Some dog trainers and owners swear by electronic “shock” collars to bring bad habits to heel, despite the devices being banned in some countries. But are they really bad for your pooch? A new study says yes.
The study by researchers at the University of Lincoln in Britain, published in PLOS ONE, suggests that electronic collars, or e-collars, caused the dogs to get stressed. They found dogs that were trained with e-collars spent significantly more time tense, yawned more often and engaged in less “environmental interaction” compared with other dogs.
“It seems that the routine use of e-collars even in accordance with best practice, as suggested by collar manufacturers, presents a risk to the well-being of pet dogs,” lead author Jonathan Cooper said in a press release summarizing the study.
Your local Wal-mart sells an array of “dog shock collars” from the “High Tech Pet Bark Terminator” to the “Electric Fence Collar” and remote training e-collars you can operate from afar with the press of a button.
The collars have a device that delivers short electric shocks to the neck of a dog. The device has different settings that manage the intensity and duration of these shocks.
One brave human on YouTube even demonstrated the full range of shock collar intensity levels, imitating the bark of a dog to see if he could endure the “electric stimuli” used to train our furry companions.
Most devices these days also have “pre-warning” cues such as auditory or vibration signals that come before the electric shock.

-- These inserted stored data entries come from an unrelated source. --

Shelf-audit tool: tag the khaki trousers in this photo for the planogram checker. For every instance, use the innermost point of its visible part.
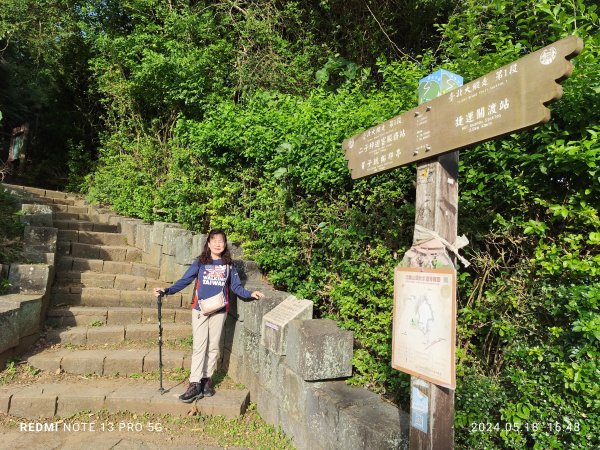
(206, 334)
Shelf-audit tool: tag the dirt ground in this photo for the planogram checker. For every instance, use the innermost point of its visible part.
(103, 430)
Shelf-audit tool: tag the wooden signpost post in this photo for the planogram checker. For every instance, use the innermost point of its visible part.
(506, 100)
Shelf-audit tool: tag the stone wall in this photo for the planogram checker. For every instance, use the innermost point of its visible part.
(292, 364)
(295, 373)
(23, 309)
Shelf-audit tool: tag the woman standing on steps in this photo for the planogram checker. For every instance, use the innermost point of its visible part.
(213, 273)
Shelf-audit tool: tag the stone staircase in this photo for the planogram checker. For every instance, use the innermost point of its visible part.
(103, 321)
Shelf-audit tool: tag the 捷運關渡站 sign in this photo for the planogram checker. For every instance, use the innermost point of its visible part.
(505, 100)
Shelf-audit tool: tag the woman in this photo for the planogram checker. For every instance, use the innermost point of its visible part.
(213, 273)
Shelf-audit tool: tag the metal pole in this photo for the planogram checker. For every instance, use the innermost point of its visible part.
(159, 301)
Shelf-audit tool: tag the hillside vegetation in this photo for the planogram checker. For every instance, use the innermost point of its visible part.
(232, 114)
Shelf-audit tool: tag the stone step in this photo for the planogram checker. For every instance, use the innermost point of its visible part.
(75, 209)
(114, 297)
(57, 201)
(93, 334)
(92, 237)
(122, 253)
(136, 396)
(69, 263)
(109, 362)
(74, 316)
(84, 225)
(75, 279)
(90, 217)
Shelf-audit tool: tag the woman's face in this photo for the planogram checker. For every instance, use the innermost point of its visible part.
(216, 244)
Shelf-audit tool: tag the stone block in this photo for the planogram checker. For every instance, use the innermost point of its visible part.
(324, 405)
(296, 430)
(6, 394)
(109, 334)
(150, 315)
(143, 236)
(267, 404)
(29, 278)
(129, 282)
(31, 403)
(183, 315)
(183, 248)
(153, 256)
(72, 402)
(85, 251)
(172, 359)
(158, 231)
(47, 360)
(37, 215)
(141, 332)
(227, 403)
(256, 310)
(124, 362)
(73, 336)
(81, 264)
(99, 238)
(112, 253)
(77, 315)
(9, 326)
(100, 297)
(134, 399)
(68, 235)
(251, 342)
(168, 270)
(232, 335)
(294, 391)
(135, 298)
(319, 350)
(129, 229)
(98, 279)
(28, 318)
(134, 254)
(170, 237)
(248, 271)
(198, 241)
(275, 323)
(117, 267)
(270, 370)
(376, 425)
(124, 316)
(41, 237)
(84, 362)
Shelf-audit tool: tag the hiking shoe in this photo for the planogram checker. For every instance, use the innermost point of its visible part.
(194, 391)
(207, 387)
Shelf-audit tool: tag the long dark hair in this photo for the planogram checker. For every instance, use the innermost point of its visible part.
(206, 258)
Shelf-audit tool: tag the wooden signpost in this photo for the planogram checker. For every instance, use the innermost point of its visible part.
(506, 100)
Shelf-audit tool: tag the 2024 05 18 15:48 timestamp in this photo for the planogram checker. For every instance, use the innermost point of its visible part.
(552, 427)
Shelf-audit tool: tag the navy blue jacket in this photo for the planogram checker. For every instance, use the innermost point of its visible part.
(210, 280)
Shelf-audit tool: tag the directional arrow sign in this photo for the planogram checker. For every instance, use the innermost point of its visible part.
(508, 99)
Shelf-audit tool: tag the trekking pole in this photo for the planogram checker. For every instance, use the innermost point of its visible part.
(159, 301)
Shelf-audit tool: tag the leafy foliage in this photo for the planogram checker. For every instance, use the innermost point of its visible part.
(11, 230)
(232, 115)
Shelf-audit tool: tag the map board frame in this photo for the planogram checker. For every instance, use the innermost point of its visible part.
(425, 281)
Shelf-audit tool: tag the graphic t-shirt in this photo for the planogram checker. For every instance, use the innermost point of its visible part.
(210, 279)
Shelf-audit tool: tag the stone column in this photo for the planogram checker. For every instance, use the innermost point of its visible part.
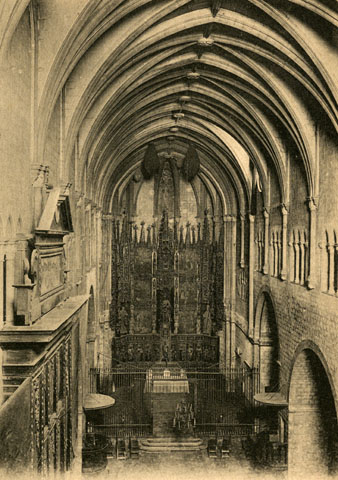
(242, 218)
(312, 279)
(284, 268)
(10, 295)
(266, 216)
(251, 272)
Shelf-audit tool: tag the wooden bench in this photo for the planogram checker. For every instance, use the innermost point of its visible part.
(225, 448)
(121, 450)
(134, 448)
(212, 448)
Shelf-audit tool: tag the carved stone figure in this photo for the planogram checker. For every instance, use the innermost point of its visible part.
(166, 316)
(207, 323)
(123, 321)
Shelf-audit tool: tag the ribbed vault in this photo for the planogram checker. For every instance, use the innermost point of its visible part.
(241, 75)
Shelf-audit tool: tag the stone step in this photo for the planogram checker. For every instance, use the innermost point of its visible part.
(169, 444)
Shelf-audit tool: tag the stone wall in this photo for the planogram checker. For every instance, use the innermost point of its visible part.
(15, 431)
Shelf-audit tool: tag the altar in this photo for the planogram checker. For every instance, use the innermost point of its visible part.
(166, 378)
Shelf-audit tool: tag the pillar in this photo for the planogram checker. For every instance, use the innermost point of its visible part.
(251, 272)
(284, 211)
(312, 265)
(266, 216)
(242, 219)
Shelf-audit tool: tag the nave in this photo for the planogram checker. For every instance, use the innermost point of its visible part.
(168, 228)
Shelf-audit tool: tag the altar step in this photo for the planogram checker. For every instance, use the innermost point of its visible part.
(170, 444)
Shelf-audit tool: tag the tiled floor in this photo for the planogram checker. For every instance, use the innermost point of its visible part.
(184, 466)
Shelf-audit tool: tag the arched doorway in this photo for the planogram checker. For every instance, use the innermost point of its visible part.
(267, 339)
(313, 432)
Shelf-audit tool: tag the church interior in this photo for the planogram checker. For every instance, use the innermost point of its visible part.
(168, 242)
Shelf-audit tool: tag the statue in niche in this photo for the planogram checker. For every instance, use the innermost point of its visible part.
(207, 323)
(166, 317)
(166, 191)
(123, 321)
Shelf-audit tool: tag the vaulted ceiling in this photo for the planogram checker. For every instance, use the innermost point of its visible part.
(246, 82)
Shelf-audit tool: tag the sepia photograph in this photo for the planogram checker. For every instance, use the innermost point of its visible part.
(168, 239)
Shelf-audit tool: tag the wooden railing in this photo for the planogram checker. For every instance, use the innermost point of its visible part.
(124, 430)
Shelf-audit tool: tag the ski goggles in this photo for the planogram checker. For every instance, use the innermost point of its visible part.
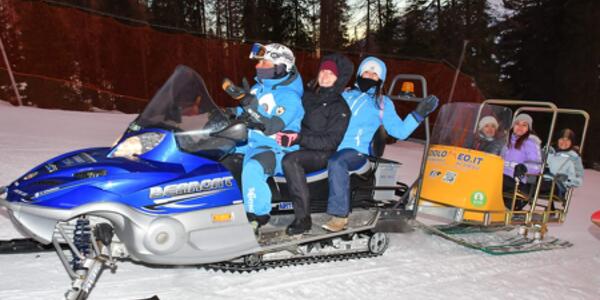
(258, 51)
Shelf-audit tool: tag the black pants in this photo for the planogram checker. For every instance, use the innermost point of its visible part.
(295, 166)
(508, 187)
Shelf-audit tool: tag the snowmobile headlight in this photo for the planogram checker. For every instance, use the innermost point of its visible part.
(137, 145)
(30, 175)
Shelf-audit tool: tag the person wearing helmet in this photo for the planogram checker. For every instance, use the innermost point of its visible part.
(272, 105)
(325, 121)
(369, 110)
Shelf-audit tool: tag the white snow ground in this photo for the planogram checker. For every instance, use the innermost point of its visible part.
(416, 266)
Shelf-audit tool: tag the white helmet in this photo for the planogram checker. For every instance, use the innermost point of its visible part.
(276, 53)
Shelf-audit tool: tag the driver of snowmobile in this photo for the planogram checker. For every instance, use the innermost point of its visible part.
(273, 104)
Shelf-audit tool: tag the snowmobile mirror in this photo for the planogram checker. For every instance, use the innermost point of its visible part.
(236, 131)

Used with verbal commands, this trains dogs to avoid the shocks — and the undesirable behavior.
The study found that in some instances trainers often did not use the e-collars according to the manufacturer’s instructions — without pre-warning cues and at high intensity. Where qualified trainers used the e-collar at low settings and with pre-warning clues, the dogs trained using the e-collar still showed some signs of distress compared with dogs trained through other methods.
The 63 pet dogs that participated in the study were split into three groups. One group was trained by industry-approved trainers using e-collars, another trained by the same trainers without e-collars and a third trained by members of the United Kingdom’s Association of Pet Dog Trainers, again without the use of an e-collar.
The dogs were trained for 15 minutes twice a day for 4-5 days. The sessions were recorded on video so researchers could later analyze behavior. Samples of saliva and urine were also collected to measure cortisol — a hormone related to stress – during the training period.
Though the collars are efficient, the study concluded there was no consistent benefit to using electronic shock collars that would outweigh the negative effect on the welfare of any misbehaving mutt.
The authors are Jonathan J. Cooper, Nina Cracknell, Jessica Hardiman, Hannah Wright and Daniel Mills of the School of Life Sciences at the University of Lincoln.